When I was in my twenties, I was running around one night with a buddy of mine and his high school aged little sister in Dallas. In an attempt to always broaden our minds, we decided to cruise over to Harry Hines Boulevard to see if we could spot a few hookers. (Hey, we were small town kids in the big city, so we figured we might as well see something that you don't get to see every Saturday night in downtown Bridgeport). I felt like a hunter looking for deer as we looked for all the tell-tale signs that would be a dead giveaway for a sighting: a seedy motel, stop lights, no cops. I wasn't sure what to expect but we finally found one on a side road walking up and down the street. I still laugh to this day when the naive little sister exclaimed: "Oh, my God! Where does she tell her mother where she's been?"
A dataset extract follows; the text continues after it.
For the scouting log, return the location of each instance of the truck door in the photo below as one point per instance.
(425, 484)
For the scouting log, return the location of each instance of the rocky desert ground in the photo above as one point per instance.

I was reminded of this naivety the other day when I picked up the Dallas Morning News editorial section. The editorial page drives me up the wall. You know what I'm talking about: Next to the letters to the editor, on the right side of the page, are always three small editorials which express the official opinion of the paper. They are always boring, unchallenging, and state the obvious: we shouldn't litter, we should feed the homeless, we should be tough on crime, we should expect services for our tax dollars. Yada, yada, yada.

But one the other day was labeled "Reducing Prostitution" and I was hooked. I read it and then shook my head.
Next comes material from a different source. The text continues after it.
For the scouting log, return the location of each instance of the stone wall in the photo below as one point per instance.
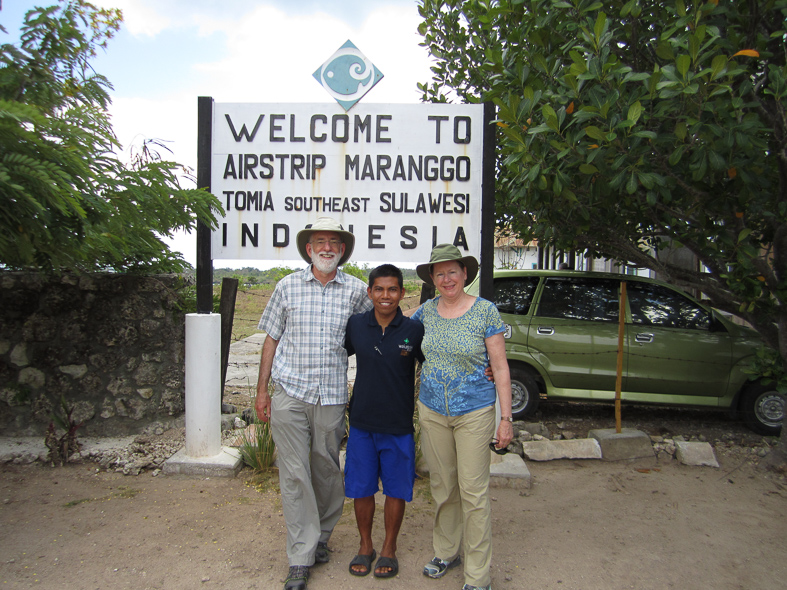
(112, 345)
Mind you, this is the Dallas Morning News. THE paper. Child of Belo Broadcasting. The editorial stated that  "city officials are looking for more ammunition" to fight prostitution. Moreover, ladies of that trade were "moving to Dallas" from neighboring areas "because fines are so low", thus, "city officials are right to want to enhance the punishment" by petitioning the legislature.


The City of Dallas has nothing to do with fighting prostitution. It is a Class B misdemeanor which means that any prostitution offense committed in the county is referred to the Dallas County DA's office. It doesn't matter if it is in Garland, Highland Park, Pleasant Grove, or Oak Cliff. It all goes to the DA's office.

That's a minor mistake, but one that you wouldn't expect from THE paper.

The second aspect that got my goat was this sentence: "It will [also] be even more important for prostitutes to know there are ways out. Organizations exist to help women who want to escape the degradation of working in sexually oriented businesses."

The editorial writers have watched too many movies. Any woman working as a prostitute in this day in time is far more worldly and street smart than any blue blood working on the editorial staff at the Morning News. They have explored the world and made their choice. To believe the trade is made up of teenagers who are unaware of the Dallas Community College System or the concept of a GED is naive as the little sister that night on Harry Hines.

"It's never too late to change" the editorial ended.  But the boring editorials sure haven't shown that inclination.

Barry Green served as District Attorney for Wise and Jack Counties from 1993 through 2000. He is now a partner in the Decatur law firm of Smith & Green, P.C.